It would also be a dramatic departure for the Koch network, which was launched by the Koch brothers during former President George W. Bush’s administration as an effort to reorient the Republican Party and American politics around their libertarian-infused conservatism.

And it comes at a moment when a number of the party’s most prolific donors have remained on the sidelines, with a Republican primary field that has yet to take shape.

The network has had ties to former Vice President Mike Pence, who is taking steps that could lead to a presidential campaign. And some major donors have expressed interest in Gov. Ron DeSantis of Florida, who is also weighing a potential campaign. But if Mr. DeSantis enters the race, he is likely months away from doing so, according to people familiar with his thinking.

“It looks like the Democrats have already chosen their path for the presidential — so there’s no opportunity to have a positive impact there,” the memo says. Americans for Prosperity’s super PAC “is prepared to support a candidate in the Republican presidential primary who can lead our country forward, and who can win.”

A number of big donors who backed Mr. Trump in 2016 and 2020 have yet to say they will do so again. Other groups of donors, such as those belonging to the hedge fund billionaire Paul Singer’s American Opportunity Alliance, which overlaps with the Koch network, are also largely on the sidelines so far.

It may be easier for the Koch network to decide to oppose Mr. Trump than to agree on an alternative.

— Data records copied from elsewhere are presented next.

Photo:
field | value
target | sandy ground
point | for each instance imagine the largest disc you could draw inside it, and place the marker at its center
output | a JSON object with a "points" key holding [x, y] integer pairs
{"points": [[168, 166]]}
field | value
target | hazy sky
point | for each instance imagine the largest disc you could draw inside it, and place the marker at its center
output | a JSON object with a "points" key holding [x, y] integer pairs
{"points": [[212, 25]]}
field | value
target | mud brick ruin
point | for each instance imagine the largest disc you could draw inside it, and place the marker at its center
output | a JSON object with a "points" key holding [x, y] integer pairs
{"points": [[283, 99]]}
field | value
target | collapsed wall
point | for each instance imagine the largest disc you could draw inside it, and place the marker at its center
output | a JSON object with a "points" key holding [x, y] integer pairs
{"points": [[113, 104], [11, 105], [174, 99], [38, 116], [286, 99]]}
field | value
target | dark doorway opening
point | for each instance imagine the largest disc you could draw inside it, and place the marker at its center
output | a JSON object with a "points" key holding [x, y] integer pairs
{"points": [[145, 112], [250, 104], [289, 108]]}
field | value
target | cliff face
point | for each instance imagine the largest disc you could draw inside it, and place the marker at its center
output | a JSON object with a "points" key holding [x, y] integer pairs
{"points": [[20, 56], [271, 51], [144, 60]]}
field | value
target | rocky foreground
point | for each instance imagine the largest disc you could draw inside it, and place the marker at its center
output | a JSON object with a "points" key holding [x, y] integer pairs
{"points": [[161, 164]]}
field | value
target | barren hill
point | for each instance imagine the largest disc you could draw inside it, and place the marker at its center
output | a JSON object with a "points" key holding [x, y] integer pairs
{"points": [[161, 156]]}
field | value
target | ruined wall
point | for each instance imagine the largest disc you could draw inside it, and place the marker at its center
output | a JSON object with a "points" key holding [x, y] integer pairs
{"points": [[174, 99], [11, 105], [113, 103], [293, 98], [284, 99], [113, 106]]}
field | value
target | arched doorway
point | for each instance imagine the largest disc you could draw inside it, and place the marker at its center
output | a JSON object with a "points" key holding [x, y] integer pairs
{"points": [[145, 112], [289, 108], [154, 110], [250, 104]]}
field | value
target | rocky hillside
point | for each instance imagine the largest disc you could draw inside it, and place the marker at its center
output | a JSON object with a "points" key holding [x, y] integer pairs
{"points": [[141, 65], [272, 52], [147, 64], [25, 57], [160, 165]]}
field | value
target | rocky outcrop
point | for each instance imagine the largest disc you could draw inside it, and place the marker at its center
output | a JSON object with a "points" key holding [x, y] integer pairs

In past election cycles, the ideological diversity of the network’s donors, as well as the Kochs’ commitment to their own ideology, have been impediments to uniting behind a single presidential candidate.

While Charles Koch is the most prominent figure in the network — his brother David began stepping back from it before his death in 2019 — it draws its influence partly from its ability to pool resources from an array of major donors who represent sometimes divergent wings of the Republican Party, including noninterventionists, foreign policy hawks and religious conservatives.

Perhaps the closest the network came to wading into a Republican presidential nominating context was in 2016, when it was pressured by some donors and operatives to back an opponent of Mr. Trump, who was seen as anathema to the Kochs’ limited government, free-trade instincts.